The muscles in Joseph’s jaw worked, as if he was trying to swallow back what he was about to say. But then it rushed out. “Except, I am not sure I can finish it, Eleanor.”
I grabbed at his arm. “Of course you can. You are the strongest one here.”
“Yet Marcus is much stronger than I. My electricity cannot hold up against his immense power.”
My fingers tightened on Joseph’s sleeve. “But you have us behind you.”
“And that is what frightens me most—can you not see?” He exhaled, a pitiful, shaking sound. “I know you think me rigid, Eleanor. I know my avoidance of black magic confounds and frustrates you. But every man has his limit—a line he will not cross. And every man must choose what that limit is.”
“And your line is self-power,” I whispered, releasing him. “I understand that, but it does not mean we will lose against Marcus.”
“But it is very likely, especially with Oliver gone. And that is why I am begging you to make sure Daniel and Jie leave if the battle should fall to me. Promise me this, Eleanor.” He leveled me with a sad gaze. Yet the look on his face was the Joseph I had come to know. The unwavering poise that made him a leader. “Promise me that you will see them to safety.”
I gazed into his glittering eyes, and ever so slowly I nodded. “I promise, Joseph. But only because you have a line—and that is what makes you worth following. It’s what has earned you the unflinching love of Daniel and Jie. And it is what makes us believe in you. To the end. If I had such a limit, then . . .” I shrugged one shoulder. “Perhaps I would not be so lost without my demon. Or so scared—” My voice cracked. “Or so scared of what the future brings.”
Joseph’s lips twisted into a smile. “But you do have a limit, Eleanor. Every man has one. Let us simply hope you are never faced with crossing it.”

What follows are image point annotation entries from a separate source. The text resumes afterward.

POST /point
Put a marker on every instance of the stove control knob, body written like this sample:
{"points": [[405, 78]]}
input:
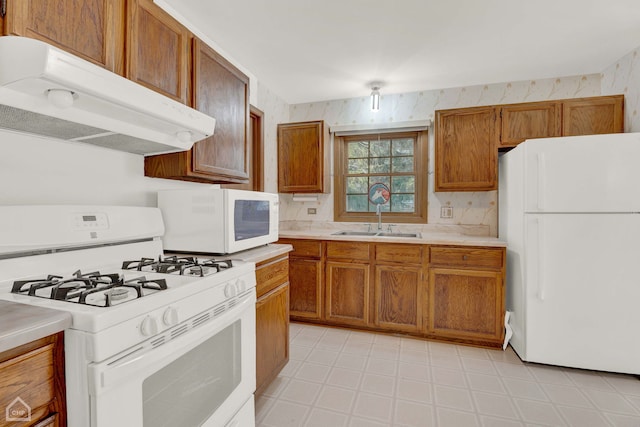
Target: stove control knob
{"points": [[170, 317], [149, 326], [230, 290]]}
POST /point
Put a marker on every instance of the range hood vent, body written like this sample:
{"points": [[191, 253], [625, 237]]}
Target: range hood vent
{"points": [[48, 92]]}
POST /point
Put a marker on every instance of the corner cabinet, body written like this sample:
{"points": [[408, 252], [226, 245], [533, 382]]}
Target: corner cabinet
{"points": [[272, 319], [467, 140], [466, 294], [92, 30], [221, 91], [157, 49], [301, 157], [591, 116], [34, 372], [465, 151]]}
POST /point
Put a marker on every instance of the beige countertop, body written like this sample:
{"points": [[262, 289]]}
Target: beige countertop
{"points": [[426, 238], [23, 323], [261, 253]]}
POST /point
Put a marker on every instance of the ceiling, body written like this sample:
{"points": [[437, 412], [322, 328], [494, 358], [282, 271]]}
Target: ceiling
{"points": [[307, 51]]}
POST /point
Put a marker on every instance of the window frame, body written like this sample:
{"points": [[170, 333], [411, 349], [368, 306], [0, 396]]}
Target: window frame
{"points": [[340, 213]]}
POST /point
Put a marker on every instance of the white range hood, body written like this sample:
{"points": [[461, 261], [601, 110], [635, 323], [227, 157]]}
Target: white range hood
{"points": [[49, 92]]}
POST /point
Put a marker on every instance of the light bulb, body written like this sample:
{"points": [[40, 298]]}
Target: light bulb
{"points": [[61, 98], [375, 98]]}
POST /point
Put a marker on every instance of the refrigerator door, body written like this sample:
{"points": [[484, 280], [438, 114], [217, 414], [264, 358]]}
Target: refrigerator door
{"points": [[596, 173], [583, 290]]}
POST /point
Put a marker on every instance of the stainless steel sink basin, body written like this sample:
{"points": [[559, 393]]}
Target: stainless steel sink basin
{"points": [[415, 235], [376, 234]]}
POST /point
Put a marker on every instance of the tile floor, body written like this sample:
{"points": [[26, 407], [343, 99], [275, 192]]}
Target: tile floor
{"points": [[342, 378]]}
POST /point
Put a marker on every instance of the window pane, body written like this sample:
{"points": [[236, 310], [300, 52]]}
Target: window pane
{"points": [[358, 166], [403, 202], [383, 208], [380, 148], [358, 149], [382, 179], [380, 165], [403, 184], [402, 164], [402, 147], [357, 203], [357, 184]]}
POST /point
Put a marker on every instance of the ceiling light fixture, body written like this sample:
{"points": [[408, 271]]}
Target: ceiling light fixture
{"points": [[375, 98]]}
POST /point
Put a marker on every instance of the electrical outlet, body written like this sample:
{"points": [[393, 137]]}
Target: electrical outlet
{"points": [[446, 212]]}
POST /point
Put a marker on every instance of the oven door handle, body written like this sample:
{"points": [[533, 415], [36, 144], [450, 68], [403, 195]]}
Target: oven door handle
{"points": [[141, 361]]}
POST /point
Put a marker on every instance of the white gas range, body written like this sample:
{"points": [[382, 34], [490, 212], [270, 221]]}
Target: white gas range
{"points": [[155, 340]]}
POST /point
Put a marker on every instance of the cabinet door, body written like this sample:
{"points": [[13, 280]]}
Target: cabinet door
{"points": [[222, 92], [306, 285], [272, 335], [466, 158], [90, 29], [347, 293], [301, 157], [398, 298], [589, 116], [157, 50], [530, 120], [466, 304]]}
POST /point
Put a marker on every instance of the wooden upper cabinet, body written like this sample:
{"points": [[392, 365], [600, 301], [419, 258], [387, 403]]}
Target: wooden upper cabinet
{"points": [[90, 29], [221, 91], [301, 157], [529, 120], [590, 116], [157, 49], [465, 151]]}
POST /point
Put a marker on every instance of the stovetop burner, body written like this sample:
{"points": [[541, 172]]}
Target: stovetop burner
{"points": [[183, 265], [100, 290]]}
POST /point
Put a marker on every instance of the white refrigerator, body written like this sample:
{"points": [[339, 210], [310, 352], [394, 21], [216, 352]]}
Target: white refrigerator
{"points": [[569, 211]]}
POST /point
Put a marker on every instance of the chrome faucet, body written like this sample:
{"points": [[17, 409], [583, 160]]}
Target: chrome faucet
{"points": [[379, 213]]}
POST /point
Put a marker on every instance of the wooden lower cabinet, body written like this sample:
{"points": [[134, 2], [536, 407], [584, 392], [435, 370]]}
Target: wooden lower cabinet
{"points": [[272, 320], [453, 293], [347, 293], [398, 297], [34, 373], [465, 304]]}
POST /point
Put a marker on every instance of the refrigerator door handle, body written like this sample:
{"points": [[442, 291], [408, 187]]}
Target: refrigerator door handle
{"points": [[541, 287], [542, 180]]}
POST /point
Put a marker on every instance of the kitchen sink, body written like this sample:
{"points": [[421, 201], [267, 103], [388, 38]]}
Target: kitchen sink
{"points": [[376, 234], [355, 233], [415, 235]]}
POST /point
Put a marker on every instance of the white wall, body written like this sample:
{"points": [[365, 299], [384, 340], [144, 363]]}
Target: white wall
{"points": [[624, 77], [36, 170], [469, 208]]}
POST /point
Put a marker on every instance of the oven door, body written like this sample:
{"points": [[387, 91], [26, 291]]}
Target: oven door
{"points": [[202, 377]]}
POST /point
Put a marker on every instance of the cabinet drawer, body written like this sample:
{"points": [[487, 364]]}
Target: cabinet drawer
{"points": [[400, 253], [348, 250], [271, 275], [30, 377], [467, 257], [306, 248]]}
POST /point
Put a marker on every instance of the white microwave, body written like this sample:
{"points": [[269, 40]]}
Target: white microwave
{"points": [[218, 220]]}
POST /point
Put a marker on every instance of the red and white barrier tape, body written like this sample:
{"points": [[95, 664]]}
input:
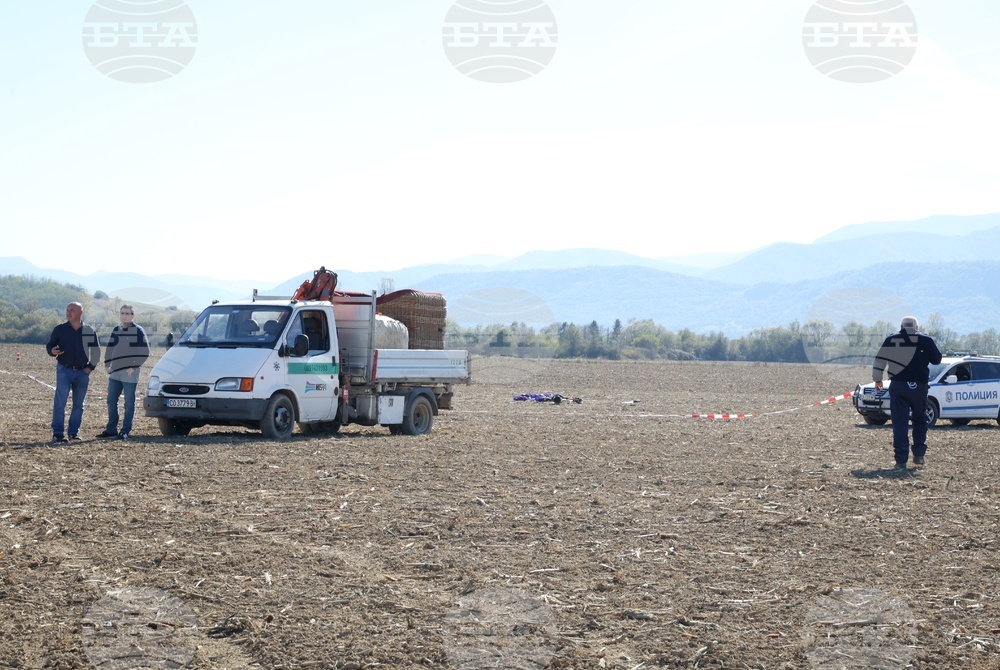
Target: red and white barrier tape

Joseph and I sat in silence until dawn, with no company but the stars and coarse wind. By the time the sun began to rise, its misty pink light bathing our left cheeks, I felt better. Though I kept reaching for things with my right hand: an itch, an errant curl. At least the stab in my gut had lessened. The choking in my lungs had tapered off.
Oliver was gone; I had let him go; I would move onward as I always did. Joseph was right: the loss would fade with enough time.
“Has the falcon moved?” Joseph asked, his voice a mere breath.
I closed my eyes, tested the leash. . . . “Not yet.”
And we descended back into silence until the sun was fully risen and burning with heat. Until Daniel appeared with breakfast—and saw my missing hand. Until Jie followed behind him and asked about Oliver.
Until I could not handle the chatter or accusatory gazes a moment longer.
Then I claimed the need for sleep and stumbled down the north side of the pyramid.
But Daniel hurried after. “Empress,” he called once my feet had dug into the warming sand.
I slowed, biting back a sigh. Ahead, the balloon shifted against its tethers, a graveyard of dogs now resting beneath its shade.
Daniel stopped beside me. The sun lit his face, his skin as golden as the pyramid now. His hair the same color as the tawny sand. His fresh white shirt billowed around his frame, and sunburn sprayed lightly over his nose and brow.
My frustration instantly dried up. And in an unexpected tide, grief buckled through me. Oliver was gone, we would soon face Marcus, and it all felt much, much too real.
So I turned and fell into Daniel’s arms, and I wept.
For my brother. My mother. My old life. For Jie. Allison. Oliver.